Whether it’s more important for more people to have had the first shot or completed the whole series with both shots is complex.
“It’s very complicated. On the one hand, modeling suggests the first dose is more important than the second dose, and that getting that first dose into people will have more of a population impact. Yet, we also know that when we have these priority groups, it’s very important to prioritize those who are most at risk, such as older individuals as well as essential and healthcare workers,” Blumberg said.
“I think there needs to be a combination distribution to make sure those older individuals are fully protected as well as healthcare workers and essential workers,” he added.
“If it is not feasible to adhere to the recommended interval and a delay in vaccination is unavoidable, the second dose of Pfizer/BioNTech and Moderna COVID-19 vaccines may be administered up to 6 weeks (42 days) after the first dose,” the CDC states.
Currently, there is limited information on how effective the COVID-19 vaccine is if the second dose is given outside a 6-week window.
“What the CDC has said has been ‘don’t let doses sit on the shelves,’” Lee said. “Meaning don’t hold doses trying to make sure that everyone gets a second dose on day 21 or day 28. Make sure that you’re giving whatever doses you have under the assumption that the supply chain will come in and by the time the individuals are ready to get their second dose, there will be additional supply available. I think this is the right principle.”

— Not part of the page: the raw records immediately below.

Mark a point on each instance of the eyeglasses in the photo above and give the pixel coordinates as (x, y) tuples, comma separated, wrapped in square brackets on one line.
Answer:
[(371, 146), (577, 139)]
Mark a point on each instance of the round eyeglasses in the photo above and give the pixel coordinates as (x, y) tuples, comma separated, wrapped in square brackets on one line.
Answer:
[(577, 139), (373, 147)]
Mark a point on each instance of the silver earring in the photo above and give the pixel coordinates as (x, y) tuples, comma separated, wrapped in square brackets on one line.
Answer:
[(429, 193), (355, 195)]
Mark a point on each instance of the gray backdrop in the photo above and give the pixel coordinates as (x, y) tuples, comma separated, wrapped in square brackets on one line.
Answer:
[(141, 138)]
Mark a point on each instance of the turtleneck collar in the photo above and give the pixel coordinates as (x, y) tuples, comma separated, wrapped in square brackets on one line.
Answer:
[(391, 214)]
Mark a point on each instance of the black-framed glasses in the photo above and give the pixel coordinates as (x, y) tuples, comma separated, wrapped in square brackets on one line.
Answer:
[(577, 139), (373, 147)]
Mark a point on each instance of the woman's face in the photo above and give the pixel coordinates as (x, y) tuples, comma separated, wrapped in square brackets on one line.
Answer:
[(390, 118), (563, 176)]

Dr. William Schaffner is an infectious diseases expert at Vanderbilt University in Tennessee.
He says the emergence of new strains of the virus means getting both doses is more important than ever.
“The amount you get from the first dose actually is enough to protect you from the standard COVID-19 strain, the parent strain,” Schaffner told Healthline. “However, the variants are a little bit variant from that main dose and by taking the second dose you get much more antibody, which is more protective against the variants. Since the variants have come out, it becomes even more important to get that second dose.”
He says follow-up from clinics to ensure people get their second dose may be variable and some responsibility must lie with the individual.
“We don’t want second doses dropped. There is an adage among the vaccine crowd that says a dose delayed is often a dose never received so it is important on the part of the individual who has been vaccinated and whose dose was delayed to do the follow-up,” Schaffner said.
The recent approval of the single-shot Johnson and Johnson vaccine has experts hopeful more people will be vaccinated.
“That really simplifies things by having one dose,” said Blumberg. “It simplifies record keeping and the vaccine is easier to transport and to store because it has less stringent cold requirements. This makes it well suited for mobile clinics, pop-up clinics, newly established vaccine administration sites that may not have as much experience, and sites that don’t have as much freezer capacity, such as physician’s offices and more rural areas.”
“This will be good for people who want to be vaccinated quickly, who don’t want to return or can’t return for a second dose, or the mobile population, such as farmworkers who may be seasonal or homeless or homebound people who can’t get out much,” he added.
Schaffner says those who have already had their first dose of either the Pfizer or Moderna vaccine should remain vigilant about getting their second dose.
“Get your appointment. Get your second dose. Don’t put it off. Try to get it as close to the designated interval as possible. We want you to be optimally protected and for that, you do need a second dose,” he said.
With three vaccines now offered, Schaffner says for those trying to decide what vaccine is best, the solution is simple.
“The vaccine that is available to you today is the best vaccine,” he said. “Roll up your sleeve and get it.”